No preservatives - food should be protected with natural tocipherols (vit E and C). This makes for a shorter shelf life, but many chemical preservatives used in pet foods are harmful to their long term health.
No "mystery meat" - Any meat ingredient not specifically identified by species is NOT a quality or well-controlled ingredient. Example is "meat and bone meal" (very bad) vs. "lamb meal" (good).
No By-Products - Unspecified animal parts, such as "chicken byproduct digest", processed fractions like "glutens", "rice protien concentrate", "flours", "starches" etc. These types of ingredients are often bought 2nd or 3rd source, with little quality control information for their manufacture or safety (this was the source of the food recall a few years ago). Some of these types of ingredients are hard to avoid in commercial foods - so we like to see them farther down on the panel and really understand what they are and where they come from.
Your best tool as a pet owner is learning to read ingredient panels - if the first few ingredients are corn, corn gluten, soy...and the only meat reference is by-products, digest, or "meat & bone meal", that is the indication of a poor quality food (even if it comes a in a pretty bag and the company runs lots of TV commercials!). Companies can add as much fiber and vitamins as they like to poor quality food, but that will not improve it's basic content.
Step two:
Use what works. We will order and carry a few foods with some of the above, and a little wheat flour in dog biscuit is not a bad thing.
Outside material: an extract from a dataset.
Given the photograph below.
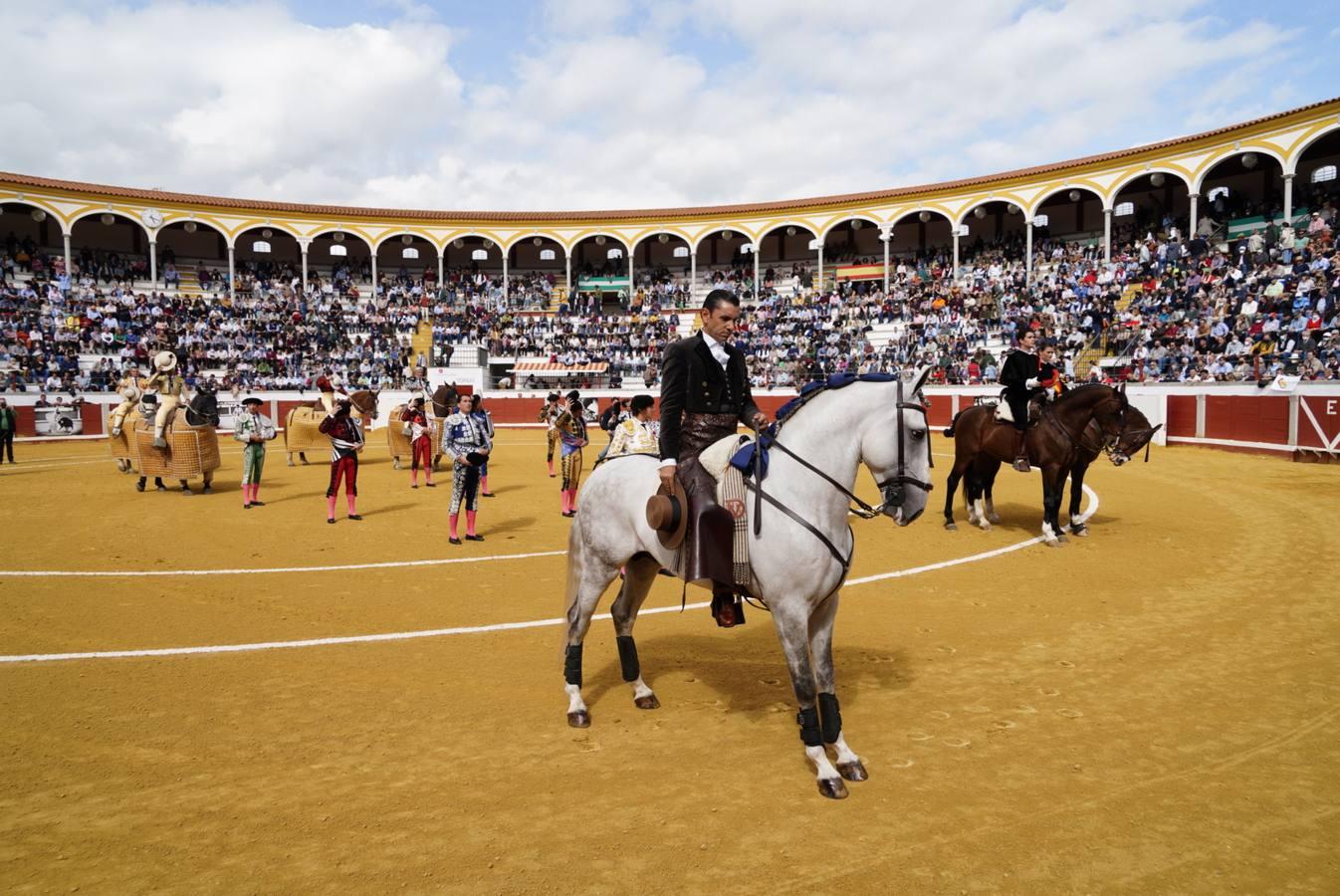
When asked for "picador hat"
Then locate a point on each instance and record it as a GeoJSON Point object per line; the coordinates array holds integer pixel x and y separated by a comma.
{"type": "Point", "coordinates": [667, 513]}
What we strive to avoid is providing all or most of your pet's nutrition from cheap grains, remnant fillers, and uncontrolled "salvage" ingredients.
Many of our dog and cat foods do contain grain or other carbohydrates (it is a large cost factor in food), but true premium brands have FAR greater percentages of real meat content, and use whole grains/ingredients rather than fractions.
We talk with company representatives often, and if we don't feel there is a good and open relationship for information on the process, ingredients, and quality, we don't carry the food.